EX-5 2 s11-6913_ex51.htm EXHIBIT 5.1

 

 

EXHIBIT 5.1

Lehman & Eilen LLP

20283 State Road 7, Suite 300

Boca Raton, FL 33498

(561) 237-0804

December 15, 2006

 

Securities and Exchange Commission

100 F Street

Washington, DC 20549

Ladies and Gentlemen:

As legal counsel for Premiere Publishing Group, Inc., a Nevada corporation (the "Company"), we are rendering this opinion in connection with the registration under the Securities Act of 1933, as amended, of up to 500,000 shares of the Common Stock, $0.001 par value, of the Company which may be issued pursuant to the exercise of options and purchase rights granted under the Premiere Publishing Group, Inc. 2006 Consultant Stock Plan (collectively, "the Plan").

We have examined all instruments, documents and records with we deemed relevant and necessary for the basis of our opinion hereinafter expressed.
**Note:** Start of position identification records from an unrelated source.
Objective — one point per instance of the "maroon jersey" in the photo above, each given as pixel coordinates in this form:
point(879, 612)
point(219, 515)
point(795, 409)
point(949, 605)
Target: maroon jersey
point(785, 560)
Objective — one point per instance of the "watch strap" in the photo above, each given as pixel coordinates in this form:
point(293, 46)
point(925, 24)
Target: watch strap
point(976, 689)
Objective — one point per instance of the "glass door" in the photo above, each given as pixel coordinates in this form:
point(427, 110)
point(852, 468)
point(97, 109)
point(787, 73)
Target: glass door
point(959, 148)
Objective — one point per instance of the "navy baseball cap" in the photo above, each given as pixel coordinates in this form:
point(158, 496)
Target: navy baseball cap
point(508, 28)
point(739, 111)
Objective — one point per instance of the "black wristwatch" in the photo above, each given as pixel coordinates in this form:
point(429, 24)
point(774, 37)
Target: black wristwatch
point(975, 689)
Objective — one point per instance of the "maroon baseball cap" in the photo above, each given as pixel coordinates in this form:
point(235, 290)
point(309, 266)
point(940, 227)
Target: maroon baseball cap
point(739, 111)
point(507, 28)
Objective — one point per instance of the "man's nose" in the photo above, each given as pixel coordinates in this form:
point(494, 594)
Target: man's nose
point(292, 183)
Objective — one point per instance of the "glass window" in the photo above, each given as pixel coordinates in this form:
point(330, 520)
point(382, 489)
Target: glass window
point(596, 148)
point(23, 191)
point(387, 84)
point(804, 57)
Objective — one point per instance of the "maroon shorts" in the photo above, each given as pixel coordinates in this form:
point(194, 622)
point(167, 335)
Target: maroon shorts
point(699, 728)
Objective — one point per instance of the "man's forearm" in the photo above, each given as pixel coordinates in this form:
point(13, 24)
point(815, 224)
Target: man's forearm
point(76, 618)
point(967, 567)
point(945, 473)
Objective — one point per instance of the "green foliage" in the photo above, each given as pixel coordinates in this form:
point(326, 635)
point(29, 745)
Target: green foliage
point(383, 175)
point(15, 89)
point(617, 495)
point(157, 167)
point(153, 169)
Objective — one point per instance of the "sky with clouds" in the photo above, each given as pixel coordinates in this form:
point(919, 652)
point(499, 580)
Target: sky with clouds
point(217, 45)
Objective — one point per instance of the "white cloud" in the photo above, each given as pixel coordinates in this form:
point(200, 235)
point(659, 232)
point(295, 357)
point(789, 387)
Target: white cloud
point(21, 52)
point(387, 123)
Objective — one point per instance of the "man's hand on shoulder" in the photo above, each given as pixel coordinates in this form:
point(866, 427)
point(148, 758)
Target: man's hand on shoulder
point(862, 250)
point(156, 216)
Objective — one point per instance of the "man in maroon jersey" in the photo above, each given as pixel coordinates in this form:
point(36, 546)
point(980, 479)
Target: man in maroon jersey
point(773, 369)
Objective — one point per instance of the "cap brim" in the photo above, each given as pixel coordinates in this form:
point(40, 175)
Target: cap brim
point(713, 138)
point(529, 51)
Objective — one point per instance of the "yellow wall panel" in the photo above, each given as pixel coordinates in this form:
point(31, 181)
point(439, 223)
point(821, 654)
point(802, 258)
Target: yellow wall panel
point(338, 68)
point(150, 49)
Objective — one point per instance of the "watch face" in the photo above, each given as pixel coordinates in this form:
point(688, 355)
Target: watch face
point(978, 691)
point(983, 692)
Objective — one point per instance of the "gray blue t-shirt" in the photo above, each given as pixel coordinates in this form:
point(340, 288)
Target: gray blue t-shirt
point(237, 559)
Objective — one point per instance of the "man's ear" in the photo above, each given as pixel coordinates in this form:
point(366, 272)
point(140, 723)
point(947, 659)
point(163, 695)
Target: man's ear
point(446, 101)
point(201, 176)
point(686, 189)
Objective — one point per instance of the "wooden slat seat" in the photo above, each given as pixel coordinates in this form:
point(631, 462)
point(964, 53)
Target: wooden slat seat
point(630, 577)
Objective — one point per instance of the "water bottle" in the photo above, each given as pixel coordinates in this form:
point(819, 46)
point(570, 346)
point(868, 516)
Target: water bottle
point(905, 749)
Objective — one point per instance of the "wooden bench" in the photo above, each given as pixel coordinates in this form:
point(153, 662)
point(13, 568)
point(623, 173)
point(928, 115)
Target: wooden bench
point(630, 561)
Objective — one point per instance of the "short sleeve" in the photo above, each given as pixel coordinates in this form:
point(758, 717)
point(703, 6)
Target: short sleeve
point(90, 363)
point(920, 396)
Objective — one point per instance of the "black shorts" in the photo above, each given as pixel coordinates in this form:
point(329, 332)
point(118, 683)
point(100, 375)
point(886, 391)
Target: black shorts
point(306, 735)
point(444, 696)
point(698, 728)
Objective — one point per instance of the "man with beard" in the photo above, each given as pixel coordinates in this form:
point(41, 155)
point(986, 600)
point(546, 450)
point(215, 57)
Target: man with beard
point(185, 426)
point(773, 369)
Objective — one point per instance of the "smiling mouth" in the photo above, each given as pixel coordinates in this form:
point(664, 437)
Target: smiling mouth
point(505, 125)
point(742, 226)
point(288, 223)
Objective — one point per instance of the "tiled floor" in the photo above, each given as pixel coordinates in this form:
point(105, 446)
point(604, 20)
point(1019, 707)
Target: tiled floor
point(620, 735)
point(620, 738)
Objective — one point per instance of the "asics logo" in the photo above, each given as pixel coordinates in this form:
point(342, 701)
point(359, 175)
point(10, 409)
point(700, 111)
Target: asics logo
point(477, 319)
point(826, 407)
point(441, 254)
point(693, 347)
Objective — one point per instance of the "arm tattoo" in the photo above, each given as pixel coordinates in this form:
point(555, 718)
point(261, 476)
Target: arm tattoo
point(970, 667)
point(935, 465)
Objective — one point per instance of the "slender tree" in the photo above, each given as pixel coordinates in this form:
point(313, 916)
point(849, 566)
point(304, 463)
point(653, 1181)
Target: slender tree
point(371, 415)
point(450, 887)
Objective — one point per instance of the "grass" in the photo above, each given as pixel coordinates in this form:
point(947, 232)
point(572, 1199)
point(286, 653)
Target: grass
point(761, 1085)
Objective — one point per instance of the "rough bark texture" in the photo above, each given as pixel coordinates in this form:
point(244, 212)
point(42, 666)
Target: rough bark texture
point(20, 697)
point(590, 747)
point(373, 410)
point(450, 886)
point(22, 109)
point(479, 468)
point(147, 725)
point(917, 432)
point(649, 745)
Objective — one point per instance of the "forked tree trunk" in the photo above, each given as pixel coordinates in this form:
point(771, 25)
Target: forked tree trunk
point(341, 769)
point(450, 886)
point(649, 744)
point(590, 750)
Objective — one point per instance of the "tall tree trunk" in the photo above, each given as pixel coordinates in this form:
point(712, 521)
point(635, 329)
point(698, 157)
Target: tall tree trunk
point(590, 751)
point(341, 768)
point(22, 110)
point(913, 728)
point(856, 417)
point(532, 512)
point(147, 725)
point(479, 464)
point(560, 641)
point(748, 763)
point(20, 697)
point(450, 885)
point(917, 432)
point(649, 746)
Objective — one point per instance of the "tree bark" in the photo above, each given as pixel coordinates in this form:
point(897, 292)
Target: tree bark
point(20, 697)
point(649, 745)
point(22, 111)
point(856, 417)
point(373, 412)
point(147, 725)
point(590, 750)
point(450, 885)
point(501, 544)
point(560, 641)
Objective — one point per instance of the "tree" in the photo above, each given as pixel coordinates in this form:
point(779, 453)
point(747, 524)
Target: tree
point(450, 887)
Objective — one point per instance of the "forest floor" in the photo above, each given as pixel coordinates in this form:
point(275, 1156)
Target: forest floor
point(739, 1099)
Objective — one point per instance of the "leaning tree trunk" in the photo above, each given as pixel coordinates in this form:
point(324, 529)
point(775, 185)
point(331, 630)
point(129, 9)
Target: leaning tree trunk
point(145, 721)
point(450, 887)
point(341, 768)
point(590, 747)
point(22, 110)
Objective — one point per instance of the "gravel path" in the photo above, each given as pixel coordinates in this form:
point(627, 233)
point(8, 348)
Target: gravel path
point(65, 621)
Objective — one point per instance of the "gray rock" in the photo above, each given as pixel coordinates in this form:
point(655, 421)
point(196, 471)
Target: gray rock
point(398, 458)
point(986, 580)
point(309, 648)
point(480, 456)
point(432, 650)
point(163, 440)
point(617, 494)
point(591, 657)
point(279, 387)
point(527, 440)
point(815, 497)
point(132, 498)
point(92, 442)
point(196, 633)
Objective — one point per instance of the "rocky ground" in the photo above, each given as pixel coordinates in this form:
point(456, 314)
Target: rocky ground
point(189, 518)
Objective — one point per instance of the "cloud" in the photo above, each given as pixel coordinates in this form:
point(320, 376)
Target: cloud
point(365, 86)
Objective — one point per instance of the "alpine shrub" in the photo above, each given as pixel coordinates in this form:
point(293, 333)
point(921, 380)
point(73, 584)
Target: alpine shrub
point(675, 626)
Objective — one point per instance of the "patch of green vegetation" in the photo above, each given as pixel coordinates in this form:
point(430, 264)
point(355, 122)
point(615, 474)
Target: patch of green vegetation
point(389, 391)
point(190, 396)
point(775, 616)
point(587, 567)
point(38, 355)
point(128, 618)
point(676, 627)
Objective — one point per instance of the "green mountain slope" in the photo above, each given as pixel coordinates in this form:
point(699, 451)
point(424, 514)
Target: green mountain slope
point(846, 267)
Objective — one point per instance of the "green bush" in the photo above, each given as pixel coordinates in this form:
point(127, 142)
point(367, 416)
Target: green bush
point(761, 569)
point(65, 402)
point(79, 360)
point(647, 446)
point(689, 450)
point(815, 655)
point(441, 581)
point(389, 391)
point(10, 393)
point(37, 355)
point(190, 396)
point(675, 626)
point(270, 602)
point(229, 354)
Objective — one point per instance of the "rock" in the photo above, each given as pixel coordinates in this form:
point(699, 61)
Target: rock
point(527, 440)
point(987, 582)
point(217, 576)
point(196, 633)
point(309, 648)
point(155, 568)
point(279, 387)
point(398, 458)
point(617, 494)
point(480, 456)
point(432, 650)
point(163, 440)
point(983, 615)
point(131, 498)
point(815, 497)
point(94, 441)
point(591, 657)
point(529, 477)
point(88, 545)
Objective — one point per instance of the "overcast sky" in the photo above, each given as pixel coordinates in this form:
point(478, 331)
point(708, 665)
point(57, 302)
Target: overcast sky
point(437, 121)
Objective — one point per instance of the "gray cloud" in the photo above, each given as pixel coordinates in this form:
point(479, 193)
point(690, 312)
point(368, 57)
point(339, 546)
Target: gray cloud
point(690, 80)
In such examination, we have assumed the genuineness of all signatures and the authenticity of all documents submitted to us as originals and the conformity to the originals of all documents submitted to us as copies.

We are admitted to practice on in the State of New York and we express no opinion concerning any law other than the law of the State of New York, the corporation laws of the State of Nevada and the federal law of the United States. As to the matters of Nevada corporation law, we have based our opinion solely upon our examination of such laws and the rules and regulations of the authorities administering such laws, all as reported in standard, unofficial compilations. We have not obtained opinions of counsel licensed to practice in jurisdictions other than the State of New York and Florida.

Based on such examination, we are of the opinion that the 500,000 shares of Common Stock which may be issued under the Plan are duly authorized shares of the Company's Common Stock, and, when issued against receipt of the consideration therefore in accordance with the provisions of the Plans will be validly issued, fully paid and nonassessable.

This Opinion is rendered to you in connection with the registration statement and we disclaim any obligation to advise you of any change of law that occurs, or any facts of which we may become aware, after the date of this opinion.

We hereby consent to the filing of this opinion as an exhibit to the Registration Statement referred to above and the use of our name wherever it appears in said Registration Statement.